With strict=True on OpenAI models, the API enforces your schema before returning. The model is constrained to only produce valid output. Without it you’re trusting the model to behave, which it won’t always do especially under load or with complex schemas.

For models where strict mode isn’t available, add explicit validation after the call:

try:
    result = structured_llm.invoke(messages)
except ValidationError as e:
    logger.error(f"LLM returned invalid structure: {e}")
    # fallback logic here

Don’t wait until production to add this. Add it from the start.

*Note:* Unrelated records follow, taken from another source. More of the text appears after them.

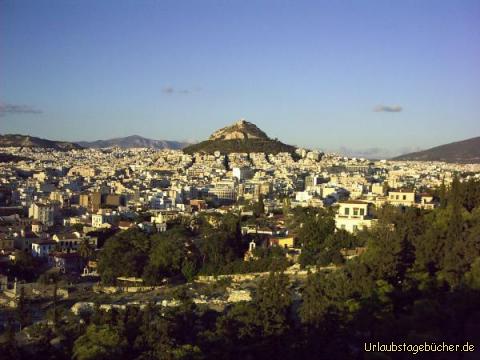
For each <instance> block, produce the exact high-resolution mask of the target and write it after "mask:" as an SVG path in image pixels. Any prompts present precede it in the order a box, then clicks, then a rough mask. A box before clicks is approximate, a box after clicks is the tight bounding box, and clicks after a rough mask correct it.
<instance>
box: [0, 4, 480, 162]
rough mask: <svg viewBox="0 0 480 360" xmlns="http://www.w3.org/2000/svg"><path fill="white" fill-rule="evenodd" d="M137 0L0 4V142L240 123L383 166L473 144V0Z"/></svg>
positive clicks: (166, 133) (475, 118)
mask: <svg viewBox="0 0 480 360" xmlns="http://www.w3.org/2000/svg"><path fill="white" fill-rule="evenodd" d="M137 4H138V3H135V4H134V3H133V2H128V1H115V2H113V1H103V2H101V3H99V2H92V1H84V2H81V3H80V2H70V1H53V2H48V3H47V2H43V1H25V2H21V3H19V2H13V1H4V2H2V3H1V4H0V8H1V11H0V20H1V21H0V34H2V35H0V54H2V55H0V60H1V61H0V63H1V66H0V78H1V79H2V80H1V87H0V101H1V109H0V110H1V115H2V116H1V117H0V132H2V133H22V134H30V135H33V136H39V137H44V138H48V139H58V140H66V141H80V140H87V141H88V140H97V139H107V138H114V137H121V136H128V135H133V134H138V135H141V136H145V137H147V138H153V139H162V140H178V141H182V140H189V141H200V140H203V139H205V138H207V137H208V136H209V135H210V134H211V133H212V132H213V131H214V130H216V129H218V128H220V127H223V126H225V125H228V124H230V123H232V122H233V121H235V120H237V119H239V118H242V117H243V118H246V119H247V120H249V121H251V122H253V123H255V124H257V125H258V126H259V127H260V128H261V129H263V130H264V131H265V132H266V133H267V134H268V135H270V136H271V137H278V138H279V139H281V140H282V141H284V142H286V143H290V144H293V145H298V146H306V147H311V148H320V149H324V150H337V149H341V148H348V149H352V150H354V151H358V150H359V149H363V150H365V149H367V150H368V151H370V150H371V151H374V150H375V149H377V152H382V151H383V152H385V151H390V152H391V155H396V154H398V153H401V152H408V151H411V150H417V149H426V148H429V147H432V146H436V145H440V144H444V143H449V142H453V141H458V140H463V139H467V138H471V137H474V136H478V135H479V134H480V131H479V130H480V128H479V126H478V119H477V117H478V115H477V111H478V105H477V104H478V103H480V96H479V94H480V91H479V85H478V84H479V83H480V82H479V80H480V70H479V69H478V66H476V65H477V64H478V63H479V60H480V45H479V44H480V41H479V40H480V39H479V38H480V25H479V24H480V22H479V21H478V20H479V19H480V6H479V4H478V3H476V2H473V1H472V2H469V1H465V2H462V3H461V5H459V4H458V3H454V2H447V1H442V2H431V1H427V2H422V3H421V4H419V3H416V2H402V3H401V4H394V3H390V4H386V3H384V2H377V1H371V2H368V3H360V2H345V3H327V2H321V3H316V2H315V3H314V2H308V1H301V2H295V3H293V2H266V1H265V2H243V3H241V4H240V3H228V4H227V3H220V2H212V1H209V2H203V3H201V4H200V3H196V2H169V1H164V2H156V1H143V2H141V3H140V4H141V5H140V6H138V5H137ZM369 149H370V150H369ZM401 149H404V150H401Z"/></svg>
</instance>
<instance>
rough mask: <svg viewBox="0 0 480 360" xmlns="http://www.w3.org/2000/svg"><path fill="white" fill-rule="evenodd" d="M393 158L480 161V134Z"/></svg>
mask: <svg viewBox="0 0 480 360" xmlns="http://www.w3.org/2000/svg"><path fill="white" fill-rule="evenodd" d="M392 160H415V161H445V162H453V163H472V164H473V163H480V136H479V137H475V138H472V139H468V140H463V141H457V142H453V143H450V144H446V145H441V146H436V147H433V148H431V149H428V150H423V151H418V152H414V153H410V154H405V155H400V156H397V157H395V158H393V159H392Z"/></svg>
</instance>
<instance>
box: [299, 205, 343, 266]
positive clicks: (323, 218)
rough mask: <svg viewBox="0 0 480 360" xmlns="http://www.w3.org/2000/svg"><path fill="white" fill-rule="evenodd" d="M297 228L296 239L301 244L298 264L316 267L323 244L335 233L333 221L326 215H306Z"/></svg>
mask: <svg viewBox="0 0 480 360" xmlns="http://www.w3.org/2000/svg"><path fill="white" fill-rule="evenodd" d="M301 224H302V225H301V226H300V227H299V228H300V229H299V233H298V238H299V240H300V243H301V244H302V254H301V255H300V264H301V265H302V266H306V265H316V264H318V263H319V256H320V254H321V252H322V250H323V249H324V242H325V240H326V239H327V237H328V236H330V235H333V233H334V231H335V221H334V220H333V218H332V216H331V215H330V214H327V213H314V214H307V215H306V216H305V217H304V221H303V222H302V223H301Z"/></svg>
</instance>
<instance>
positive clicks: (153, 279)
mask: <svg viewBox="0 0 480 360" xmlns="http://www.w3.org/2000/svg"><path fill="white" fill-rule="evenodd" d="M187 241H188V238H187V237H186V234H185V231H184V230H182V229H174V230H172V231H169V232H167V233H164V234H156V235H154V236H153V237H152V244H153V246H152V250H151V252H150V257H149V261H148V265H147V267H146V269H145V272H144V277H145V280H147V282H149V283H158V282H160V281H161V279H162V278H164V277H172V276H176V275H179V274H181V273H182V269H184V266H185V265H186V262H187V248H186V243H187ZM190 265H192V266H193V267H195V265H194V264H193V263H191V264H190ZM190 265H189V266H190ZM185 269H186V268H185ZM190 270H192V269H190Z"/></svg>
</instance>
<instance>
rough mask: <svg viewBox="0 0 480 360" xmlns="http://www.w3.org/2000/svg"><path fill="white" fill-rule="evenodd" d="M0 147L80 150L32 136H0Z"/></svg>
mask: <svg viewBox="0 0 480 360" xmlns="http://www.w3.org/2000/svg"><path fill="white" fill-rule="evenodd" d="M0 147H36V148H43V149H54V150H58V151H69V150H79V149H82V147H81V146H80V145H78V144H74V143H70V142H65V141H53V140H46V139H41V138H37V137H34V136H29V135H18V134H6V135H0Z"/></svg>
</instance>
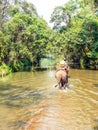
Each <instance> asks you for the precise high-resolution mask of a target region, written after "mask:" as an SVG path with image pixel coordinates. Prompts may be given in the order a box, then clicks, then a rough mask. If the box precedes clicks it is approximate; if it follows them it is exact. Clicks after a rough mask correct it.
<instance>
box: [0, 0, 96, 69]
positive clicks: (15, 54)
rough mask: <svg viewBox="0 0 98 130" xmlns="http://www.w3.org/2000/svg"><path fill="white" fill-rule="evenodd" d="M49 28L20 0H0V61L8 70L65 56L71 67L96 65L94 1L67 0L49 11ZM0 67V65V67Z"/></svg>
mask: <svg viewBox="0 0 98 130" xmlns="http://www.w3.org/2000/svg"><path fill="white" fill-rule="evenodd" d="M50 22H52V23H53V25H54V26H53V28H50V27H49V26H48V24H47V23H46V21H45V20H44V19H43V18H42V17H40V16H39V15H38V13H37V10H36V8H35V6H34V5H33V4H31V3H28V2H26V1H24V0H3V1H2V0H0V65H1V66H2V64H5V65H7V66H8V67H9V68H10V69H11V70H12V71H22V70H24V69H25V70H26V69H27V70H28V69H30V68H31V66H38V67H40V61H41V59H42V58H48V59H49V58H51V59H52V60H55V63H56V62H58V61H59V59H61V58H63V57H66V58H67V59H68V61H69V63H70V65H71V66H72V67H76V65H78V67H79V68H90V69H98V2H97V1H96V0H87V1H85V0H70V1H69V2H68V3H66V4H65V5H63V6H59V7H56V8H55V9H54V11H53V13H52V14H51V21H50ZM1 68H2V67H1Z"/></svg>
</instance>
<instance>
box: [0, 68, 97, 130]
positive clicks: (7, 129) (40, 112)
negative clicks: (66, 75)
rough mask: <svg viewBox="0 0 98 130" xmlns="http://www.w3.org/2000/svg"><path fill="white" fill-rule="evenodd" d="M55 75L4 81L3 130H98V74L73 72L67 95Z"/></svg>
mask: <svg viewBox="0 0 98 130" xmlns="http://www.w3.org/2000/svg"><path fill="white" fill-rule="evenodd" d="M54 75H55V71H51V70H49V71H43V72H20V73H14V74H12V75H10V76H8V77H6V78H5V79H3V80H0V130H98V71H92V70H75V69H74V70H70V74H69V75H70V78H69V83H70V88H69V89H68V90H67V92H65V91H63V90H59V89H58V88H54V85H55V84H56V79H55V77H54Z"/></svg>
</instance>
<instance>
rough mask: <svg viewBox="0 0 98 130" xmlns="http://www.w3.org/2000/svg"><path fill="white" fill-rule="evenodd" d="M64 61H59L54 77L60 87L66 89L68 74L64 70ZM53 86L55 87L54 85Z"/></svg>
mask: <svg viewBox="0 0 98 130" xmlns="http://www.w3.org/2000/svg"><path fill="white" fill-rule="evenodd" d="M66 69H67V68H66V66H65V61H64V60H62V61H60V64H59V66H57V70H56V74H55V78H56V79H57V83H58V85H59V88H60V89H66V85H67V83H68V76H67V71H66ZM56 86H57V85H56ZM56 86H55V87H56Z"/></svg>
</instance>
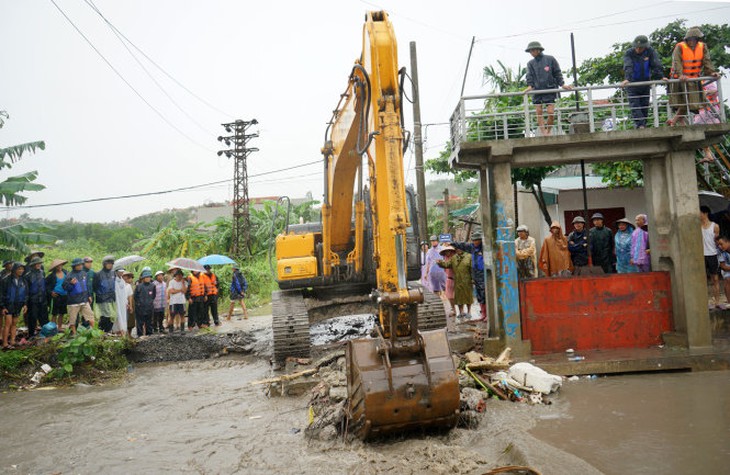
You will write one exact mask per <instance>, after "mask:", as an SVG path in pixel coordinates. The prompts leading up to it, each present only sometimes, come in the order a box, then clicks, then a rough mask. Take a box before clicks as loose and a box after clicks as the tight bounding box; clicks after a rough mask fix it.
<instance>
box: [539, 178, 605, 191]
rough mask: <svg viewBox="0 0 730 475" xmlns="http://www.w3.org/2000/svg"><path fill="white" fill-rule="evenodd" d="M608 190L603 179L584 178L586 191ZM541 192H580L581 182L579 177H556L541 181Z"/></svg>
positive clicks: (545, 178)
mask: <svg viewBox="0 0 730 475" xmlns="http://www.w3.org/2000/svg"><path fill="white" fill-rule="evenodd" d="M602 188H608V184H607V183H604V182H603V178H602V177H600V176H587V177H586V189H589V190H596V189H602ZM542 189H543V191H548V192H560V191H570V190H581V189H583V180H582V179H581V177H580V176H558V177H549V178H545V179H544V180H543V181H542Z"/></svg>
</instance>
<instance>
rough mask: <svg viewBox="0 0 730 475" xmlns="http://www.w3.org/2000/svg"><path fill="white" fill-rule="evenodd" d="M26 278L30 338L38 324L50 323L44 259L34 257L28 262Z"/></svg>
mask: <svg viewBox="0 0 730 475" xmlns="http://www.w3.org/2000/svg"><path fill="white" fill-rule="evenodd" d="M28 266H29V267H30V269H26V272H25V275H24V278H25V281H26V283H27V284H28V311H27V312H26V313H25V323H26V325H27V326H28V338H33V337H34V336H35V334H36V329H37V327H38V326H41V327H42V326H43V325H45V324H46V323H48V292H47V290H46V276H45V275H43V269H42V266H43V259H41V258H40V257H34V258H33V259H31V260H30V261H29V262H28Z"/></svg>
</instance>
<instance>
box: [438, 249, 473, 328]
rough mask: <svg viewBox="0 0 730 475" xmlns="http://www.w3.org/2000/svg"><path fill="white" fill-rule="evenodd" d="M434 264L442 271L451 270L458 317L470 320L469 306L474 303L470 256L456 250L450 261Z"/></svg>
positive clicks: (464, 253)
mask: <svg viewBox="0 0 730 475" xmlns="http://www.w3.org/2000/svg"><path fill="white" fill-rule="evenodd" d="M452 249H453V248H452ZM436 264H437V265H438V266H439V267H441V268H443V269H453V271H454V304H455V305H456V308H457V309H458V311H459V317H461V318H465V319H469V320H471V315H470V312H471V304H472V302H474V294H473V291H472V286H471V254H469V253H468V252H464V251H463V250H461V249H457V250H456V254H455V255H454V256H453V257H451V259H449V260H448V261H443V260H442V261H437V262H436Z"/></svg>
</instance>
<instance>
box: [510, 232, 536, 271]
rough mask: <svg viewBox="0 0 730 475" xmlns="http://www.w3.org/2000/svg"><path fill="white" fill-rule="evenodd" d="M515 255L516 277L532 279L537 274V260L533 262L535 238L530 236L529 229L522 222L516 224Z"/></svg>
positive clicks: (535, 247) (534, 252) (533, 257)
mask: <svg viewBox="0 0 730 475" xmlns="http://www.w3.org/2000/svg"><path fill="white" fill-rule="evenodd" d="M515 255H516V257H517V277H518V278H519V279H520V280H525V279H534V278H535V276H536V275H537V262H535V258H536V255H537V249H536V247H535V238H534V237H532V236H530V230H529V228H528V227H527V226H525V225H524V224H520V225H519V226H517V239H515Z"/></svg>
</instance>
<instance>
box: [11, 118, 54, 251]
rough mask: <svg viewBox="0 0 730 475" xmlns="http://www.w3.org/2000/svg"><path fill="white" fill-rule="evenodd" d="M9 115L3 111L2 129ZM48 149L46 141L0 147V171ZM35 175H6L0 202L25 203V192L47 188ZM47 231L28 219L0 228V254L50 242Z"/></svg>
mask: <svg viewBox="0 0 730 475" xmlns="http://www.w3.org/2000/svg"><path fill="white" fill-rule="evenodd" d="M9 118H10V116H9V115H8V113H7V112H5V111H0V128H2V127H3V126H4V125H5V120H7V119H9ZM45 148H46V144H45V142H43V141H38V142H28V143H23V144H20V145H12V146H9V147H1V148H0V170H4V169H8V170H9V169H11V168H12V167H13V165H14V164H15V163H17V162H18V161H19V160H21V159H22V158H23V155H24V154H28V153H35V152H36V150H44V149H45ZM36 178H38V172H37V171H31V172H27V173H23V174H21V175H15V176H10V177H7V178H5V180H3V181H1V182H0V204H2V205H5V206H17V205H22V204H23V203H25V202H26V201H27V200H28V198H27V197H26V196H25V195H24V194H23V193H24V192H28V191H40V190H43V189H45V186H43V185H41V184H40V183H34V182H35V180H36ZM47 230H48V227H47V226H44V225H42V224H38V223H31V222H27V221H25V220H21V221H18V222H15V223H11V224H8V225H6V226H2V227H0V253H1V254H3V255H5V256H18V255H21V254H26V253H28V252H29V251H30V249H29V248H28V246H29V245H30V244H36V243H41V242H47V241H49V240H52V239H53V236H50V235H48V234H47V233H46V232H45V231H47Z"/></svg>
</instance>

7. with_structured_output Hides Token Usage and Is Heavier Than It Looks

This one matters if you care about cost tracking, which in production you absolutely should.

with_structured_output is convenient but it’s not a thin wrapper. Under the hood it orchestrates schema conversion, function/tool calling, and output parsing: multiple sequential operations. At scale this adds up in latency.

The bigger gotcha: by default with_structured_output does not return token usage in the response. If you’re tracking costs per run or per user, your usage data will be empty and you’ll have no idea why.

Two ways to fix this:

Option 1: include_raw=True

structured_llm = llm.with_structured_output(AgentDecision, include_raw=True)
result = structured_llm.invoke(messages)

parsed = result["parsed"]
raw_response = result["raw"]
token_usage = raw_response.usage_metadata
print(f"Tokens used: {token_usage}")

Option 2: LangChain callbacks

from langchain_core.callbacks import UsageMetadataCallbackHandler

callback = UsageMetadataCallbackHandler()
result = structured_llm.invoke(messages, config={"callbacks": [callback]})
print(callback.usage_metadata)

I’d go with include_raw=True for most cases: simpler, everything in one place. Use callbacks if you need usage tracking across an entire graph run.

And if latency is critical and you don’t strictly need the parsing that with_structured_output provides, sometimes it’s worth just prompting for JSON and parsing it yourself. Less magic, more control.